Entendemos que seria necessário portanto uma “arqueologia da paisagem” para recriar o espaço com o máximo de sensação de fidelidade. E não seria nada fácil, já que a maior parte do ribeirão estaria em cima de diversos pavimentos de garagens.
Para isso nos inspiramos em um ribeirão de Mata Atlântica de verdade, ainda intacto e preservado, na reserva Legado das Águas Votorantim, a apenas 80 km da metrópole.
Quando chegou o momento de concretizar o projeto foi necessário formar um consórcio com diferentes empresas especializadas na mão de obra, materiais, tecnologia e fornecimento das espécies nativas cultivadas em viveiros legalizados.
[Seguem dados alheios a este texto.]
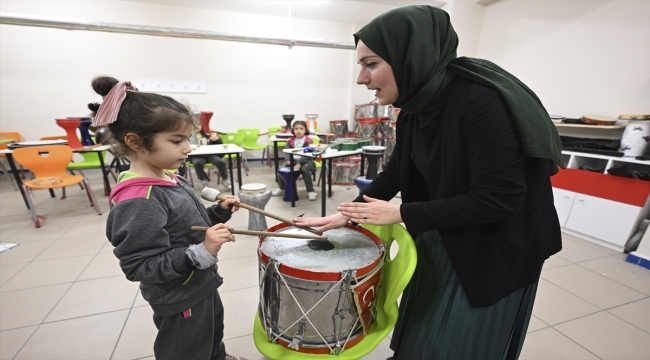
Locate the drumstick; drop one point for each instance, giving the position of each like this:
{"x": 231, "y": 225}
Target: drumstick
{"x": 211, "y": 194}
{"x": 265, "y": 233}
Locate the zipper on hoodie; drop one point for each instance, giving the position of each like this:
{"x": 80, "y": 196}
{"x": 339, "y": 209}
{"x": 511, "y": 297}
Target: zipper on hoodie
{"x": 198, "y": 203}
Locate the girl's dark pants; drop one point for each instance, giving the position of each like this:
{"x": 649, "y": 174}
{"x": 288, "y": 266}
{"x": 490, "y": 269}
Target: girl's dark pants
{"x": 198, "y": 336}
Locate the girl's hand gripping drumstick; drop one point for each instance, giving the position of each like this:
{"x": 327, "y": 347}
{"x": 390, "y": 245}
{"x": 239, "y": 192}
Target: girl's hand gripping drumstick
{"x": 265, "y": 233}
{"x": 211, "y": 194}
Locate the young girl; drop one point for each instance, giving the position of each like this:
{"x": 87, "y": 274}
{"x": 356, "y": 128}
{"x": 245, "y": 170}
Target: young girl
{"x": 152, "y": 211}
{"x": 305, "y": 164}
{"x": 199, "y": 161}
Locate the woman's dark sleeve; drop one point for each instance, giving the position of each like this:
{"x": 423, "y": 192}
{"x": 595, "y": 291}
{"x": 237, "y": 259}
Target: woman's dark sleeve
{"x": 386, "y": 184}
{"x": 495, "y": 164}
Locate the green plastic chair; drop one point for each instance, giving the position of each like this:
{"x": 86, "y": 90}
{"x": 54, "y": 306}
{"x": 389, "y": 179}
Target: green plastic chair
{"x": 396, "y": 275}
{"x": 251, "y": 135}
{"x": 235, "y": 139}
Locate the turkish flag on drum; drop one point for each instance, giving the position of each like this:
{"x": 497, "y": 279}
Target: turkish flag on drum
{"x": 365, "y": 295}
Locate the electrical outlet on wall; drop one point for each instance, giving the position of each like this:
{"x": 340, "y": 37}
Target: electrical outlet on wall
{"x": 170, "y": 86}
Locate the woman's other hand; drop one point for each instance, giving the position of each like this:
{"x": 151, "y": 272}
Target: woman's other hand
{"x": 217, "y": 236}
{"x": 231, "y": 200}
{"x": 373, "y": 211}
{"x": 326, "y": 223}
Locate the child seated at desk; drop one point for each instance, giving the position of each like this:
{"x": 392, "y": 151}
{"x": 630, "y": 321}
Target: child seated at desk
{"x": 300, "y": 139}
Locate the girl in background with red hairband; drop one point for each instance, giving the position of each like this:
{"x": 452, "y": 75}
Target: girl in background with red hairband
{"x": 152, "y": 211}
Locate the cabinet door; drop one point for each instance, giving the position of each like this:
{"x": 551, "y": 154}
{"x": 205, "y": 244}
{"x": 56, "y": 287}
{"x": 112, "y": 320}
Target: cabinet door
{"x": 607, "y": 220}
{"x": 563, "y": 200}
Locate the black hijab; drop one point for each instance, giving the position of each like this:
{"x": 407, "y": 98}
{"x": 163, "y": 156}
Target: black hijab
{"x": 420, "y": 44}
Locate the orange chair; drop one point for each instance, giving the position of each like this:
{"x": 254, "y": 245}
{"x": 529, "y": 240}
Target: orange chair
{"x": 50, "y": 172}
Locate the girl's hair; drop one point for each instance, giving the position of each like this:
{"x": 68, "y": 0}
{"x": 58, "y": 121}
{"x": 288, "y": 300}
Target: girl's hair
{"x": 143, "y": 114}
{"x": 300, "y": 122}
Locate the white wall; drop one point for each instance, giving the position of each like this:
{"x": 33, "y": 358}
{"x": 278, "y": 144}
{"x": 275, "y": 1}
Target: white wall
{"x": 579, "y": 56}
{"x": 467, "y": 19}
{"x": 46, "y": 73}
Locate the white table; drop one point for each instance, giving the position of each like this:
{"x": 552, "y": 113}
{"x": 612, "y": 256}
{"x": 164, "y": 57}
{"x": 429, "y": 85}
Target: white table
{"x": 326, "y": 172}
{"x": 223, "y": 149}
{"x": 96, "y": 149}
{"x": 275, "y": 140}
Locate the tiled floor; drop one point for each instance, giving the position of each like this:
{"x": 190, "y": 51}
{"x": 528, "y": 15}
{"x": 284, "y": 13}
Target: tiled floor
{"x": 63, "y": 295}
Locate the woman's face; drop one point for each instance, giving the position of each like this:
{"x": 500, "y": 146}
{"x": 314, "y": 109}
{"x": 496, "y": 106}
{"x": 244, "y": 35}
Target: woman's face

Assim, em julho de 2023, São Paulo recebeu a sua primeira recriação de um ribeirão nativo ancestral em praça pública e gratuita a todos, no Parque Gamaro, na Av. Roque Petroni Júnior, no Brooklin.
Claro que levei meus dois filhos lá, e minha grande alegria foi vê-los ajoelhados nas pedras das margens disputando uma corrida de barquinhos feitos com folhas secas na correnteza do riozinho, uma cena que poderia tranquilamente pertencer a uma outra época, de uma cidade mais gentil e de natureza preservada.
Ricardo Cardim é botânico e paisagista.